Sunday, February 5, 2012

All the World’s a Screen

Saturday was another in the Silent Clowns film series. Seven silents—Injuns (1912), The Bogus Booking Agents (1916), Never Too Old (1926), The Grab Bag Bride (1917), A Blonde’s Revenge (1926), A Rolling Stone (1919), and When Knights Were Cold (1923). Whew! And whew, indeed for Ben Model, the accompanist for all seven (he’s also the producer, along with Bruce Lawton as co-producer and Steve Massa, who provided the well-written program notes).

Not too many well-known names this time around, in terms of performers. We had Stan Laurel in When Knights Were Cold, the second reel of a two-reeler (the first pretty much disintegrated, and this reel had some quality issues, as well). It was a sort of parody of the earlier Douglas Fairbanks Robin Hood. In this version, Princess Elizabeth will have to marry Prince Pluto unless Lord Helpus {I love that name} (Laurel) saves the day. He does. In the brief Q&A session I heard (I was rushing uptown to hear a vocal recital), everyone commented that the knights on stick ponies bulked out to look like knights on horseback looked right out of Monty Python! Funny is funny, across the ages.

The programmers were gung-ho about the Library of Congress doing lots of work on 35-millimeter reconstruction. I didn’t get it, but if they do in their geekdom (I can say that, I have my own geekdom, thank-you-very-much!), the end result looked great to these eyes.

I particularly liked The Bogus Booking Agents. Two hapless chaps go to a booking agent’s office when the agent is out to lunch. They each impersonate the agent with various new applicants. Mayhem ensues, including elevators, running up and down stairs, shots fired. But all ends fairly well. I was mildly intrigued with one scene showing an out-of-work acting troupe 2001 miles from New York, while walking along the railroad tracks. That was followed, rather eerily, by our hapless chaps running up the aforementioned stairs to the 110th floor. Strange juxtaposition that caught my eye.

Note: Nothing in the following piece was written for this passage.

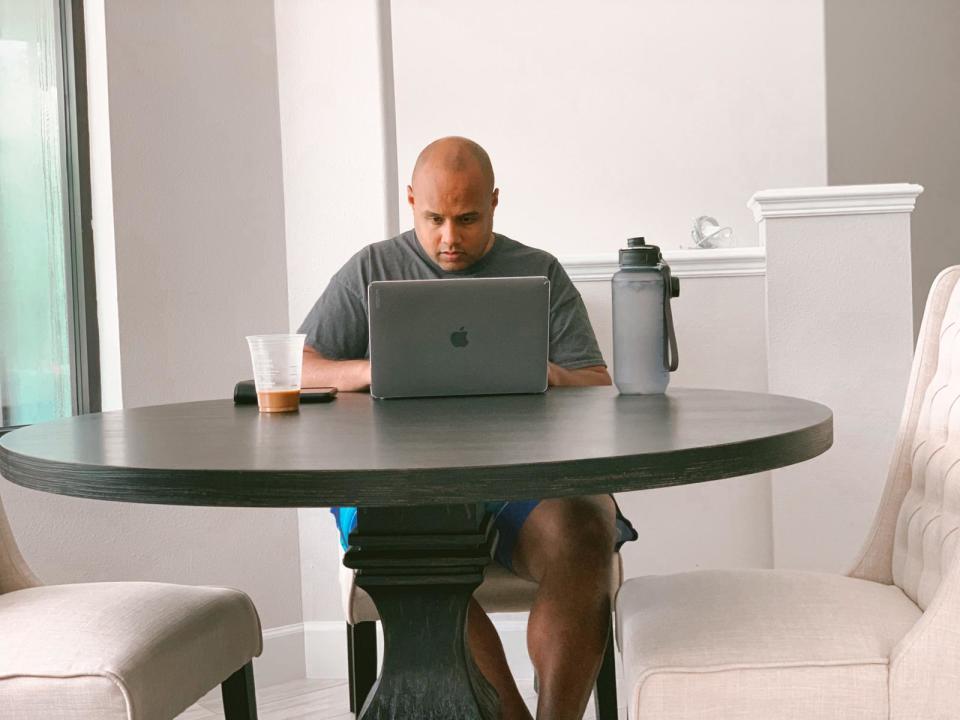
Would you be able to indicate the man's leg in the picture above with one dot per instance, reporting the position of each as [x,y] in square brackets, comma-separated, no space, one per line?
[565,545]
[488,653]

In A Rolling Stone, we had a Charlie Chaplin imitator in Billy West. Apparently there were many imitators, and this did not particularly please Mr. Chaplin. Mr. West was quite convincing as a “Little Tramp”–like character. By 1920, he had dropped the imitation and developed his own dapper character, continuing through to the end of silent film years.

A fun series—there are three more this coming spring. I hope to see all of them and hope to keep you posted!